I am 62.5 years old. I haven’t had a physical in over 10 years. We have no health insurance. But aside from a little flabbiness around the belly and other atrophic inconveniences, I’m in excellent health until they start looking, right? Well, my hearing sucks — genetics and too much rock & roll — but everything else works fine. You would kill for my blood pressure, for example.
The way I was raised caused me to postpone or avoid many of life’s potential accomplishments, yet I have a heart and a soul that seems to be quite strong. I’ve used them and Jungian analysis to go deeper into my own guts than I ever imagined was even possible, all this in the effort to understand and heal. I may be old and ugly, but I’ve never felt better inside. You do it your way, I’ll do it mine. This is the only path I’m aware of, so it must be the right one.
Writing is both an expression of my art and an illumination. Especially when blogging, something that happens almost instantaneously and often rashly, I quickly see my own complexes and neuroses writ large and clear. Afterwards, that is! This would scare a sane person away from the endeavor, but it dovetails nicely with the rest of my personal quest to open myself to love and giving. I’m learning more every single day about how reality works (the effect of thought and projection on the quantum field), and it’s about time. I have no idea what other people do with their lives, and living without producing a family of my own has left me often so self-absorbed that I end up hurting thousands of innocents along the way. Something else to be aware of and write about, no doubt. We all do this, of course, to one degree or another.
Finally paying attention to my wife’s needs (it’s only been almost 30 years!) is an entirely new area of life that’s opened up to me. My own “needs” are almost laughable by comparison. After all this time, all this suffering and joy, I feel a little lighter most of the time, like discovering some kind of glorious gift I didn’t know was there. I’m beginning to feel that absolutely everything is in my hands, and I never felt that way before in my life.
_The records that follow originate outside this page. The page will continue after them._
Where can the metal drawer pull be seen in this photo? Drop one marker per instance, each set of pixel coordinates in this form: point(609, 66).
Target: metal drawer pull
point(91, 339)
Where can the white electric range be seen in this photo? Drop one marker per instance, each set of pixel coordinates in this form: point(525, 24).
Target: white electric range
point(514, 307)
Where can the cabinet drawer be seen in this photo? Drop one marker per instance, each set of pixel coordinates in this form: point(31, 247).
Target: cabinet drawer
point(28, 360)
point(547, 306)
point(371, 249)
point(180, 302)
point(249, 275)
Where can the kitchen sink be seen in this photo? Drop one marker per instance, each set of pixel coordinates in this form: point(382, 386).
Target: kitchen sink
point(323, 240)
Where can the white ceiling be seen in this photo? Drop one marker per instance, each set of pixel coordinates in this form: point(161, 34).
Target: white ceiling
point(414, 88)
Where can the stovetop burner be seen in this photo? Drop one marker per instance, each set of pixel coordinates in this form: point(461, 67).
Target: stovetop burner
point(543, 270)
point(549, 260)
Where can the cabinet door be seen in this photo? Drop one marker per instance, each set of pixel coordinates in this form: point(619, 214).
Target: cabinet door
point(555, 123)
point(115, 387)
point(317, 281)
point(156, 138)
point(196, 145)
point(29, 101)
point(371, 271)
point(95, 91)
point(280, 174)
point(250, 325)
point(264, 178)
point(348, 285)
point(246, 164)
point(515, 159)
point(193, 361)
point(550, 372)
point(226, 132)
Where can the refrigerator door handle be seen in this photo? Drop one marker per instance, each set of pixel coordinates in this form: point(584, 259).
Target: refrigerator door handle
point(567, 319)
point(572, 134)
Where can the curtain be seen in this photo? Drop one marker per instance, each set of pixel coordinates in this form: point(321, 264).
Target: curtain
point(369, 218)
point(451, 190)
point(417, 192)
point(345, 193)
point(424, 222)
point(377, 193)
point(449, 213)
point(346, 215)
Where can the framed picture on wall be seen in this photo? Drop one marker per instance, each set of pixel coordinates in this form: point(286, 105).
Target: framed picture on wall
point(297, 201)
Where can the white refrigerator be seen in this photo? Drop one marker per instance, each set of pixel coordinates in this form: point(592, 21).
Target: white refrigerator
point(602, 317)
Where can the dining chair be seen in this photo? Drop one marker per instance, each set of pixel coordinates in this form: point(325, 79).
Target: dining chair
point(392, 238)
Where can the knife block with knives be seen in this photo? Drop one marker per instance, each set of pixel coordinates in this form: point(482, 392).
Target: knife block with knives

Maybe you have. If so, give yourself a pat on the back. Some of us take longer to bake!
All right, enough of this. It’s Sunday morning, I’m sitting here by myself, and this has been an unguarded moment of reflection. I trust it finds you hale and hearty, and now onward with the day.


Comment by K.J. Webb
1 February 24, 2008, 2:02 pm o'clock |
A mere pup, a mere pup. I speak from the lofty heights of 62.9125 sometimes tedious, sometimes exciting, years of age on the sometimes green, often distinctly gray crust of earth. When you get to be my age, old bean, we will compare notes. Seriously, John, reflecting on one’s own experience is really the best part of being alive, don’t you think? We’re put here - flung here, more like it - to try to figure things out, using what comes our way and, in our better moments, what we construct in our feeble noggins. It’s kind of odd to think that human beings didn’t really try to do this until somewhat recently in the pageant of history. Ordinary people didn’t anyhow. If you were a St. Augustine or an Aristotle, you might have a go at it. The folks you and I and almost everyone come from would have had their hands full digging peat moss from a bog or something of that sort. They’d have let the priests do the thinking for them. They might have had a little fun now and then whooping it up at the summer solstice, might have got some pleasure from fermented swill, might have periodically had a good roll in the hay, might even have looked at the sky from time to time with some wonderment. But nasty, brutish and short was the real story - and, if the fellow in the surplice was right, a long sleep in the clouds above or a good long roast on a spit down below (but who could know which?).
Keep on shakin’ and bakin’, my friend. All the hot air generated in all the ovens of all the souls who inhabit this tormenting planet is bound to produce a fully baked cake sometime or other. Give enough time to enough monkeys pecking at enough typewriters and, they tell us, the works of Shakespeare will turn up!